On nouait les vêtements avant d’en faire des tissus ; l’art du tisserand suivit la découverte du fer : c’était avec le fer seul qu’on pouvait se procurer des instruments aussi délicats que la marche, le fuseau, la navette et la lame.

La nature força les hommes à travailler la laine avant qu’ils la livrassent aux femmes, parce que les hommes sont plus industrieux et plus propres à exceller dans les arts ; mais le mâle laboureur leur en ayant fait un crime, ils abandonnèrent cette occupation aux mains des femmes, et gardèrent pour eux les travaux les plus pénibles, les exercices les plus propres à endurcir et à fortifier leurs membres.
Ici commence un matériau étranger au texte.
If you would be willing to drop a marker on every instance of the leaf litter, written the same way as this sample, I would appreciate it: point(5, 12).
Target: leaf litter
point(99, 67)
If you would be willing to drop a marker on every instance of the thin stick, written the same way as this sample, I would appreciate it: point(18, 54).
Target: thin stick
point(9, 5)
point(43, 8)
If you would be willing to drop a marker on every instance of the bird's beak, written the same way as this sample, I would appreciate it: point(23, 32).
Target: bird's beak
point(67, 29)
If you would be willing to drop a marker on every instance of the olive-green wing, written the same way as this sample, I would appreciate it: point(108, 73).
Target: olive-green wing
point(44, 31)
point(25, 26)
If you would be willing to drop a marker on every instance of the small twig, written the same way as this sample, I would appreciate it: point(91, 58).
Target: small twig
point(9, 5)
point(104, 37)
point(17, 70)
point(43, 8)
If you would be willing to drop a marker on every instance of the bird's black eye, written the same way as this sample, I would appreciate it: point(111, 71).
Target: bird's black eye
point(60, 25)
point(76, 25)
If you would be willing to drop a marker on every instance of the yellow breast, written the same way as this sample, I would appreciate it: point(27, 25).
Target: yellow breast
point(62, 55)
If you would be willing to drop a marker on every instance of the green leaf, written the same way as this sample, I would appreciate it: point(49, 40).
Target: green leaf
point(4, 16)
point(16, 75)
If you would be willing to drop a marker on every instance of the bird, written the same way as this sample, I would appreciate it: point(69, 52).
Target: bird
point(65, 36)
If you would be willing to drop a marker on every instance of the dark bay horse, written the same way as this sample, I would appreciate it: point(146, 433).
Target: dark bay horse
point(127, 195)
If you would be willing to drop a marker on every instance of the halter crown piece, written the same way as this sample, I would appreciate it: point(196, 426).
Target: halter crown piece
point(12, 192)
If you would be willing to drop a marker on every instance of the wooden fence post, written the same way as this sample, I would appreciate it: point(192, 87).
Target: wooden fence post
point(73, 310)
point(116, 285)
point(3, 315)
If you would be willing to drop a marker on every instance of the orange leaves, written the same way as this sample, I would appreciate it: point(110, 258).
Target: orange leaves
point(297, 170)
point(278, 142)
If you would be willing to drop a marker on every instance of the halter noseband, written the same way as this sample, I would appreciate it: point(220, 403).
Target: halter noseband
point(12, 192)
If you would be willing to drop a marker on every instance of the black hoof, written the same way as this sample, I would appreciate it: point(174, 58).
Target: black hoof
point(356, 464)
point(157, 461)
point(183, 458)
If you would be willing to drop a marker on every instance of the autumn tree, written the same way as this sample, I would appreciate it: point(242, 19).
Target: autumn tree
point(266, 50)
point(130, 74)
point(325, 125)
Ce fut encore la nature elle-même qui apprit aux hommes l’art de planter et de greffer, en leur montrant les graines et les glands, qui, chacun dans sa saison, produisaient sous les arbres d’où ils étaient tombés un nouvel essaim d’arbustes. Ce fut sur ce modèle qu’ils essayèrent d’insérer dans les rameaux des rejetons d’une nature différente et de planter de nouveaux arbustes dans les champs. Ils faisaient ainsi tous les jours de nouvelles tentatives sur la culture des terres, et voyaient les fruits les plus sauvages s’adoucir avec des soins et de tendres ménagements. Ils forcèrent les forêts de se reculer de plus en plus sur la cime des monts et de céder à la culture les lieux inférieurs, afin que les collines et les plaines ne fussent plus occupées que par les prairies, les lacs, les ruisseaux, les moissons et les vignobles, au milieu desquels serpentaient de longues rangées d’oliviers, dirigées dans toute l’étendue des collines, des monticules et des plaines. Ainsi nous voyons encore aujourd’hui les campagnes coupées ou bordées d’arbres fruitiers offrir à l’œil une variété agréable.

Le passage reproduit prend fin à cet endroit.